In light of these conclusions, if the courts of the EU States where the topless pictures are being published refused to grant injunctions to prevent further publications, at least in their respective territories, Kate Middleton -after having exhausted the internal procedural remedies in the States at stake – could lodge applications against these same States before the ECtHR for the infringement of their positive obligations to protect her private life guaranteed by Article 8 ECHR. In such circumstances, the ECtHR would most probably conclude that there have been violations of this Article by the States involved.
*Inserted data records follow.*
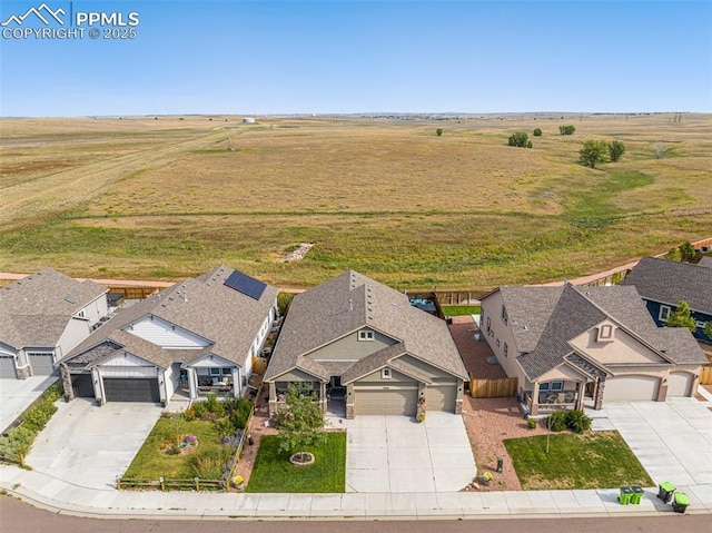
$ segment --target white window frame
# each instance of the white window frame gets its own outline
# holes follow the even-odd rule
[[[374,340],[376,336],[370,329],[362,329],[358,332],[358,340]]]
[[[672,307],[670,307],[669,305],[661,305],[660,313],[657,314],[657,319],[660,322],[668,322],[671,313],[672,313]]]

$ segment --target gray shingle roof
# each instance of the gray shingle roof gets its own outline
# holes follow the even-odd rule
[[[328,377],[328,372],[305,354],[364,327],[404,343],[414,357],[467,379],[443,320],[411,306],[406,295],[354,270],[295,296],[265,379],[275,379],[291,368]]]
[[[662,304],[684,299],[691,309],[712,315],[712,268],[643,257],[621,285],[635,285],[643,298]]]
[[[226,266],[217,267],[199,278],[187,278],[136,305],[120,309],[113,318],[72,349],[65,361],[100,343],[113,340],[127,352],[162,368],[174,362],[190,363],[207,353],[244,365],[278,289],[268,285],[259,300],[255,300],[224,285],[233,272]],[[151,315],[207,338],[211,345],[209,348],[195,351],[164,349],[122,330]]]
[[[72,315],[108,293],[52,268],[0,288],[0,342],[17,349],[57,346]]]
[[[517,351],[522,353],[517,362],[530,378],[561,364],[572,353],[568,340],[604,319],[619,324],[673,363],[704,364],[706,361],[688,329],[655,325],[635,287],[567,284],[502,287],[501,290]]]

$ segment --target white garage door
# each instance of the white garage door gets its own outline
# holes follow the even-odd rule
[[[455,412],[455,399],[457,398],[457,385],[433,385],[425,392],[425,408],[427,411]]]
[[[605,381],[603,402],[656,399],[660,379],[651,376],[609,377]]]
[[[52,354],[28,354],[33,376],[51,376],[55,374]]]
[[[14,374],[14,358],[0,356],[0,377],[16,378]]]
[[[690,396],[692,391],[692,374],[673,372],[668,377],[668,397]]]
[[[414,416],[418,388],[354,388],[356,416],[404,415]]]

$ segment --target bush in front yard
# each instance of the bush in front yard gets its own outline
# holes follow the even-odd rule
[[[545,418],[544,425],[554,432],[563,432],[566,424],[566,413],[564,411],[555,411]]]

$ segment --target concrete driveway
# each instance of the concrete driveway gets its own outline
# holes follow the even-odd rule
[[[0,432],[7,430],[57,379],[57,376],[0,379]]]
[[[160,416],[154,404],[76,398],[57,403],[47,427],[38,435],[27,463],[41,473],[75,485],[116,485]]]
[[[360,416],[346,422],[346,492],[454,492],[476,475],[463,418],[428,413]]]
[[[587,412],[594,430],[617,430],[655,483],[712,483],[712,404],[695,398],[616,402]]]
In fact, despite the Duchess exercising official functions by performing senior Royal duties since her first trip to Canada and US in July 2011 (see The Telegraph), the pictures at stake relate exclusively to details of her private life and have the sole scope of satisfying public curiosity in that respect, but do not concern facts capable of contributing to a general debate over Kate Middleton’s official role. Furthermore, the pictures were taken by subterfuge while the couple were on a private property at a luxury holiday chateau owned by the Queen of England’s nephew – who promised absolute privacy to the Duchess -, by means of a photographer equipped with a high powered lens from a distance of over half a mile away from the chateau (see The Daily Mail ; P A Clarke). Also, the publication of the photos constitutes a serious intrusion with grave consequences for the couple, evinced by their official statement, according to which “the Royal Highnesses have been hugely saddened to learn that” the publication of the pictures at stake has “invaded their privacy in such a grotesque and totally unjustifiable manner. […] The incident is reminiscent of the worst excesses of the press and paparazzi during the life of Diana, Princess of Wales, and all the more upsetting to the Duke and Duchess for being so” (see The Huffington Post). Finally, despite the pictures having been disseminated by local newspapers with apparently limited national circulation, the original publications have initiated the immediate distribution of the images “over the internet like wild-fire”, with the result of reaching a broad section of the public around the world (see SeeClouds).

3 replies
  1. Dan Masi says:

    There has to be some time when a public figure is allowed to relax without being under seemingly constant surveillance. I understand the “need” for private citizens to know everything about public figures, but there is a line crossed when a photographer enters into the private space of the celebrity. If these photos are within the protections of Article 10 of the ECHR, then where is the line crossed? Cameras are equipped with zoom capabilities that are constantly getting better and more refined. In the photos in question, Will and Kate are obviously sitting on a private balcony during their vacation. The only way that the photographer could capture the image was from a large distance evidenced by the grainy quality of the photos. Celebrities can be photographed while in public, but why is there a need to intrude into their personal lives. When they are not out furthering their careers or actively entering into the public space, how can the paparazzi justify intruding into their privacy? In my mind, the photos in question obviously violate article 8 of the ECHR and there is absolutely no “expression” that needs to be protected when one is snooping on celebrities.